Tu mourras moins bête

 

Certains amuse-bouche parviennent à détrôner le plat. Arte l’a bien compris, en donnant pour mission aux faiseurs de pastilles d’émoustiller le citoyen en trois minutes juste avant les programmes du soir.

Le genre est inégal. Tout est vrai… ou presque avait mis la barre très haut. Citoyen, réjouis-toi, Tu mourras moins bête. C’est ce qu’assure frontalement cette mini-série inspirée du blog éponyme, déjà exfolié en plusieurs bédés zinénarrables. Décors à l’aquarelle, trait naïf à la Larcenet, propos tendre et trash pour coller au monde vu par les enfants et au surréalisme cru avec lequel ils considèrent ce qui les dépasse.

Pour exposer des sujets aussi rigoureusement scientifiques que le boson de Higgs, la greffe de tête sur un corps ou la carence en vitamine D des méchants au cinéma (v. ci-dessous), François Morel prête sa voix au professeur Moustache.
On nous dit à l’instant que celui qui parle est vraiment le professeur Moustache. Au temps pour nous, on se disait aussi.

Derrière tout ça, faites-leur confiance, une décurie de ficeleurs et d’animateurs bien décidés à ne jamais grandir sauf si c’est pour faire rire les petits. Et leurs aînés, à demi-mot.

 

Voilà pour l’état-major mais s’il n’y a qu’une chose à retenir, c’est plutôt votre vessie, tellement secouée qu’elle pourrait bien éclater en plein salon. Ce qui, à défaut de mourir, fournirait la matière d’un prochain épisode.

 

Tu mourras moins bête sur Arte à 20h50 en semaine

Tout est vrai (ou presque)

 

Qu’on ne vous voie plus errer d’une chaîne à l’autre entre la fin du JT et la première partie de soirée dans un rototo de fromage. Ta-ta-ta. Personne ne vous a condamnés aux émissions bouche-trou allant de la météo à l’état du trafic en passant par le tirage du loto qu’est jamais pour votre pomme. Ni à vous enfourner (pire encore) un quelconque tunnel de pub. ARRÊTEZ ÇA, POUR L’AMOUR DE QUI VOUS VOULEZ.

Et accourez plutôt sur Arte tous les jours à 20h50 (week-end compris) zieuter Tout est vrai (ou presque). Une pastille pas consensuelle mais qui devrait faire consensus, mes moutons, car tout ce qui est fin + drôle + inventif + unique en son genre ne saurait indéfiniment vous échapper. Ce serait gâcher.

 

En trois minutes chrono, la vie et l’œuvre des grands de ce monde passe donc au tamis d’une joyeuse bande de fous furieux. Rigoureusement authentique (Tout est vrai…), chaque anecdote est prétexte à illustrer ce que raconte la voix off, sur le registre du pied de la lettre et de l’association d’idées. Au vu de la frugalité des moyens du bord (figurines, décors naïfs, accessoires de farces et attrapes manipulés sur fond blanc), c’est un pur délice. Montage et rythme à l’avenant, on ne vous la fait pas, ça tomberait à plat rapidos sans ça.

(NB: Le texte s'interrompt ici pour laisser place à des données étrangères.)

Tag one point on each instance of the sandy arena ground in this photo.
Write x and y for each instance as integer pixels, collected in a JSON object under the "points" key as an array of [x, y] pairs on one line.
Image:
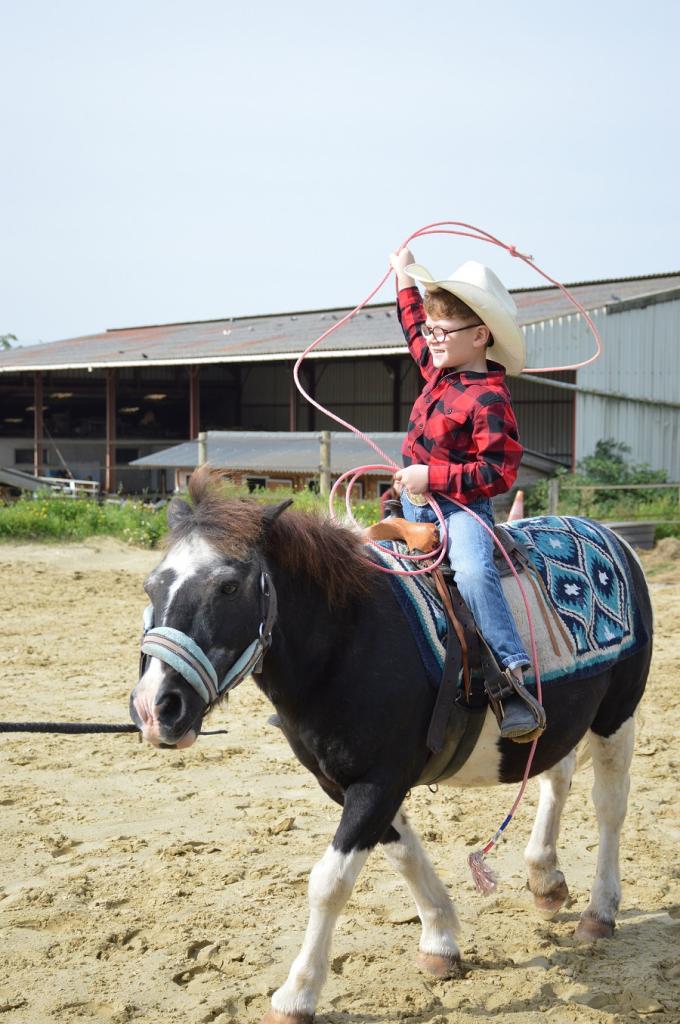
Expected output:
{"points": [[167, 887]]}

Inutile de dire qu’on apprend beaucoup et qu’on retient tout, étant donné qu’on se bidonne. Vraiment, hein ! Un rire aux éclats minimum garanti même dans les mauvais jours.

 

Des enfantillages au rendu irréprochable, Panique au village nous avait déjà fait le coup. Evidemment, comme pour les aventures de Cheval, Coboy et Indien, il a fallu bien des talents au diapason pour accoucher d’un truc pareil. Le protocole exigerait de se prosterner devant toute l’équipe en leur baisant les pieds. Plus simple : se reporter au générique de fin de n’importe quel épisode. Ben tiens, au hasard, celui consacré à Catherine Deneuve :

Tant qu’à faire, profitez-en pour passer les 28 minutes qui précèdent en compagnie d’Elisabeth Quin et de ses hôtes pour un regard pertinent et malicieux sur l’actualité. Ce qui fait que tac, (presque) plus besoin de zapper.